Spacey enunciates Shakespeare’s language so that it’s intelligible; his perfect diction helps in our being seduced by Richard’s words, especially in that amazing scene that only Shakespeare could pull off: Richard proceeds to beat down Lady Anne’s defenses and successfully woo her while her dead husband’s still-warm corpse is in the room. In this scene, Annabel Scholey impressively keeps up with Spacey’s breakneck pace, even while demonstrating that not shouting can make Shakespeare’s poetry equally compelling.

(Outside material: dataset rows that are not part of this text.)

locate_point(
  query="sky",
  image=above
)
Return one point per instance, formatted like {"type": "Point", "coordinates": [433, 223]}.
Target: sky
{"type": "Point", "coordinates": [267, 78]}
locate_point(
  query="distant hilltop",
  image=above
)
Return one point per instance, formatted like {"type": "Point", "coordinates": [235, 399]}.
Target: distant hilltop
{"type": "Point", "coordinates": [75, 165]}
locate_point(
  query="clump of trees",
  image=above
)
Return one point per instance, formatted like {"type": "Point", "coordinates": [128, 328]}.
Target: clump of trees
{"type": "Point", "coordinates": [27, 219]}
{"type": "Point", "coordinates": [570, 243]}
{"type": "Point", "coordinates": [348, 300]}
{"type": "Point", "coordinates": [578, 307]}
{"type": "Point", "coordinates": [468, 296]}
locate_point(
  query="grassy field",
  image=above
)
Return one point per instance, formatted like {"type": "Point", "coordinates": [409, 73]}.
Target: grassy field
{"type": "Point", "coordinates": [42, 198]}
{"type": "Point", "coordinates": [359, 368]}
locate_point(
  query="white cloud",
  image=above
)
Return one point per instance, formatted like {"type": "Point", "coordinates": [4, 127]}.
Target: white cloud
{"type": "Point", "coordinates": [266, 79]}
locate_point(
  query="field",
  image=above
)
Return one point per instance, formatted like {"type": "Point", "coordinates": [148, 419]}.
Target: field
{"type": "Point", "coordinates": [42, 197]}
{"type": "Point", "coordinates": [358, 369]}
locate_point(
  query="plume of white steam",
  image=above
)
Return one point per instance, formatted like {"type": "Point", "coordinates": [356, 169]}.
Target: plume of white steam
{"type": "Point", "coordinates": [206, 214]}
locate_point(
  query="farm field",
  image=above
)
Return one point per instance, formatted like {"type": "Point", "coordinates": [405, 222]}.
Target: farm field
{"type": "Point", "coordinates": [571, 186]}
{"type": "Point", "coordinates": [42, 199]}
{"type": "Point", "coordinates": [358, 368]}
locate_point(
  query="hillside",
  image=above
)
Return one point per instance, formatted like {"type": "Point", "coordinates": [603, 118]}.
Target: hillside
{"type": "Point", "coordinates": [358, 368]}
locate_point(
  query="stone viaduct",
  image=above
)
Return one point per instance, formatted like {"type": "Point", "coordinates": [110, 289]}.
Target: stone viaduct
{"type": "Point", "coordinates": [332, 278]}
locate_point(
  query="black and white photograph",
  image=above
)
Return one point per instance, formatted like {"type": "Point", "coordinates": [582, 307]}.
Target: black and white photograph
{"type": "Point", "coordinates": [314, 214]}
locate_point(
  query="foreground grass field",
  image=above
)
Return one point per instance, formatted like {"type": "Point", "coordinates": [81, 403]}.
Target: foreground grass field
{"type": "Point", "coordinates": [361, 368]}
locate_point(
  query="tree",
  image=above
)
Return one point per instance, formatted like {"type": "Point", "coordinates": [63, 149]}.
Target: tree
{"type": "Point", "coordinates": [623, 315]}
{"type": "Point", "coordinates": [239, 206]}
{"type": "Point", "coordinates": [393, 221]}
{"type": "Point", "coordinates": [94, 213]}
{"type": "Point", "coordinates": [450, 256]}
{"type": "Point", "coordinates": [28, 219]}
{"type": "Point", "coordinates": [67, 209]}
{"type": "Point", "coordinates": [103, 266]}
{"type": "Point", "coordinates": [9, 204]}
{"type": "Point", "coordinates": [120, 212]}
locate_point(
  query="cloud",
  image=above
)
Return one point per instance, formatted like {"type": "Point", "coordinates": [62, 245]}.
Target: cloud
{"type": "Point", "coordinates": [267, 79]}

Mendes’ direction, swinging from the bravura to the mundane, never finds a proper tone or pace for a nearly 3-½ hour long evening. The two-hour long first act bounces around erratically, and even the second act’s swiftness doesn’t exonerate Mendes, who switches gears arbitrarily from realism to expressionism to surrealism in the final sequences with little forward thrust toward the inevitable catharsis. Even such gimmicks as Richard watching a grainy B&W movie at the beginning--he uses a remote to pause it before launching into his opening speech--or Richard on a giant video screen accepting the crown are never integrated into this modern-dress staging, but instead are left dangling on their own, like the desperate stratagem of projecting titles (“Elizabeth," “Richmond”) to help the audience keep characters straight.
Aside from Scholey’s Lady Anne, the forgettable supporting cast is topped by Haydn Gwynne’s nicely understated (but not underplayed) Queen Elizabeth. And Mark Bennett’s music--mostly drumming by ghostly cast members, with two side musicians doing double duty on more percussion--pounds away pointlessly, except maybe to drown out Spacey’s exhausting shouting.